La vie immortelle d’Henrietta Lacks de Rebecca Skloot

Quatrième de couverture :

Elle s’appelait Henrietta Lacks, mais les savants n’ont retenu de son nom que deux syllabes : HeLa. Elle travaillait dans les champs de tabac du Sud des États-Unis où besognaient ses ancêtres esclaves, mais ses cellules, prélevées à son insu, sont devenues l’un des outils les plus précieux de la médecine moderne. Emportée par un cancer foudroyant, en 1951, à l’âge de 31 ans, elle a contribué sans le savoir à la mise au point du vaccin contre la polio, au décryptage des tumeurs et des virus, à la mesure des effets de la bombe atomique, et à des avancées telles que la fécondation in vitro, le clonage ou la thérapie génique.

À travers l’histoire de cette femme et de ses proches, Rebecca Skloot nous invite à réfléchir aux enjeux éthiques, financiers et sociaux de la recherche médicale. Récit bouleversant, saga familiale, document historique et objet littéraire : ce livre étonnant aborde des questions simples, à la portée vertigineuse, auxquelles nul ne peut échapper. Qu’attendons-nous de nos médecins ? À qui appartiennent nos cellules ? Quelle place tient l’être humain dans un laboratoire ? De l’âme ou de nos cellules, qu’est-ce qui est immortel ?
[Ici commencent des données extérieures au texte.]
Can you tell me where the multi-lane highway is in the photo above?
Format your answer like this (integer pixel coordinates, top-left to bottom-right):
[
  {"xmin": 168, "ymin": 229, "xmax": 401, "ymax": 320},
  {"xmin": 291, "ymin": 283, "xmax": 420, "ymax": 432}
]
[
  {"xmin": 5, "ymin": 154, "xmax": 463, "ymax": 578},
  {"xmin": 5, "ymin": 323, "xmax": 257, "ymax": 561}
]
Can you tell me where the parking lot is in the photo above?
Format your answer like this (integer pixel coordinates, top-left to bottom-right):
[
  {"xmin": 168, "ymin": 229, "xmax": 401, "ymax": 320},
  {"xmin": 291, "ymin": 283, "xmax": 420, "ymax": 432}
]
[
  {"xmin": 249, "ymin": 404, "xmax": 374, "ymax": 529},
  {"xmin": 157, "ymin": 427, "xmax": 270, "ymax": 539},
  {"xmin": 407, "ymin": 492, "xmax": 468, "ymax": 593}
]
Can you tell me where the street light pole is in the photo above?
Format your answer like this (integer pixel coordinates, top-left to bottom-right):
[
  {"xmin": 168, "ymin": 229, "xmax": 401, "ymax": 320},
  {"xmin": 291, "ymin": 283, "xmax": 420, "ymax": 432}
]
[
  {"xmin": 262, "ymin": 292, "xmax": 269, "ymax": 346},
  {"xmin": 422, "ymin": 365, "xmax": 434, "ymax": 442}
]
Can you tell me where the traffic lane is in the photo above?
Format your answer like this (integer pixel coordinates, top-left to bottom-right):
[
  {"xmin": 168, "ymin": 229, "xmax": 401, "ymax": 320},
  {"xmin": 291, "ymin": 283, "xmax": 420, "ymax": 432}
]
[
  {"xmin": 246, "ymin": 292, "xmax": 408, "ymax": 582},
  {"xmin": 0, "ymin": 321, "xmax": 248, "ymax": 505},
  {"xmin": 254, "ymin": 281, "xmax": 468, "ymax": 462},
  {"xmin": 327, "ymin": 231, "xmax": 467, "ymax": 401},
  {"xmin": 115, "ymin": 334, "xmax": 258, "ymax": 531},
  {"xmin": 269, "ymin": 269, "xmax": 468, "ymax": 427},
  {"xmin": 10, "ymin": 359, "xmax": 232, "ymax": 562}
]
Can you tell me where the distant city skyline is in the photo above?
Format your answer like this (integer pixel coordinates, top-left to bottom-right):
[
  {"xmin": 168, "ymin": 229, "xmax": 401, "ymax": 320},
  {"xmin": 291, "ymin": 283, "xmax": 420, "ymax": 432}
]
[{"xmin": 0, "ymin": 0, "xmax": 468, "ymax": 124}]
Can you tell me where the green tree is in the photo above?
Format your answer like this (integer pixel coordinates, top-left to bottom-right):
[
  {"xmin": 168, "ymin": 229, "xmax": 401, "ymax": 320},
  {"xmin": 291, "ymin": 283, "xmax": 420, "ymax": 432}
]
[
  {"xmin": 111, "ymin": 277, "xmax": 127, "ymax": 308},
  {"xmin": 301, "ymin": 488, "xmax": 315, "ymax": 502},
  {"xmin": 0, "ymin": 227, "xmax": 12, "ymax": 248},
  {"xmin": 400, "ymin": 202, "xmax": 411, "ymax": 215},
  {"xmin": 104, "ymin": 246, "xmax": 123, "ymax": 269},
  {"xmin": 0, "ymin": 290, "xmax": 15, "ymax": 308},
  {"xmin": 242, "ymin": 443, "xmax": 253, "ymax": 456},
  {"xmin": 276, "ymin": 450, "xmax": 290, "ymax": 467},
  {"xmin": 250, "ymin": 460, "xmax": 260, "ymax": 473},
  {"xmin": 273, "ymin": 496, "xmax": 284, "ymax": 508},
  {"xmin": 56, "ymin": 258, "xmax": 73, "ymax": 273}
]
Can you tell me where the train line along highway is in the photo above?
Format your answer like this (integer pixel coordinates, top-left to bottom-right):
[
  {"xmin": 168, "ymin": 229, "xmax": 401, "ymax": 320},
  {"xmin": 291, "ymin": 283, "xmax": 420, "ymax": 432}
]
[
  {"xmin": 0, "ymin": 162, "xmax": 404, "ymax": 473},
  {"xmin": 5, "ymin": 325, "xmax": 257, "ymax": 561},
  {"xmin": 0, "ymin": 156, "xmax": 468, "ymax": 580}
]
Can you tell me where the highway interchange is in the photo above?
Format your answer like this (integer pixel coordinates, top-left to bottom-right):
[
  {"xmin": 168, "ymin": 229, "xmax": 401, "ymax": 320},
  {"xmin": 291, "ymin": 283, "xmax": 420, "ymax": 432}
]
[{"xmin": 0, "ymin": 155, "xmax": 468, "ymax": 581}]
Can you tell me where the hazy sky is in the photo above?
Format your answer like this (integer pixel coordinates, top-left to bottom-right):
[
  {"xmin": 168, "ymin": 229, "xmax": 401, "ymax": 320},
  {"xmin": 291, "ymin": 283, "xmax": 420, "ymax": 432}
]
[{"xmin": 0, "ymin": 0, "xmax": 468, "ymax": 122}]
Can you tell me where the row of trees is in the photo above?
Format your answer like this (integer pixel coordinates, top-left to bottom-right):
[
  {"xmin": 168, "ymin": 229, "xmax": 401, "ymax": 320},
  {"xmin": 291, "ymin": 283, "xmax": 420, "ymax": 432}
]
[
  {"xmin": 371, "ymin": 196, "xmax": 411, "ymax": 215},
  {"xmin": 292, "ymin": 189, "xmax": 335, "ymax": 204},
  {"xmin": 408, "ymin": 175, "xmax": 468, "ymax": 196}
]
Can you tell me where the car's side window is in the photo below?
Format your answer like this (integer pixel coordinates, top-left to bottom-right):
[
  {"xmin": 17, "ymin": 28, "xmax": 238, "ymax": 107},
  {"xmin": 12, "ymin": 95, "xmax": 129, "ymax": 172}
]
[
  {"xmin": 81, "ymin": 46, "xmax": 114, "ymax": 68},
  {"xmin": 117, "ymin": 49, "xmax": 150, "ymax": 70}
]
« La plupart des textes à vocation scientifique s’en tiennent aux faits. Le livre de Rebecca Skloot est bien plus profond, plus courageux, plus beau… »
The New York Time Sunday Book Review

Pourquoi ce livre ?
C’était un partenariat BOB et infirmière de métier, j’étais très intéressée par cette histoire.
Ma lecture :
Ce livre est très fourni et dense.
J’ai beaucoup aimé ce livre. L’histoire d’Henrietta est passionnante. L’histoire de cette femme et de sa famille et leur incompréhension face à la maladie et aux recherches cliniques est  poignante. Le fossé entre le monde scientifique et les personnes, la manière de voir des scientifiques qui considéraient comme normal de disposer des corps comme cela les intéressaient est sidérante.
J’étais abasourdie en lisant ce livre entre ce qui se faisait et ce qui se passe maintenant dans les hôpitaux (accord éclairé des patients, signature de papiers, etc).
J’ai été très émue par la souffrance de la famille Lacks, par le combat de sa fille Deborah, par le fossé entre les bienfaits des trouvailles faites grâce à ces cellules et la misère et l’impossibilité de se soigner de sa famille.
Ce livre est très bien écrit. Il est passionnant par l’histoire de cette famille avec les sentiments de l’auteur décrit et d’autre part, par la narration des recherches scientifiques.
Un bon livre.
Ma note : 4/5
Merci beaucoup aux éditions Calmann Levy !!!!!!!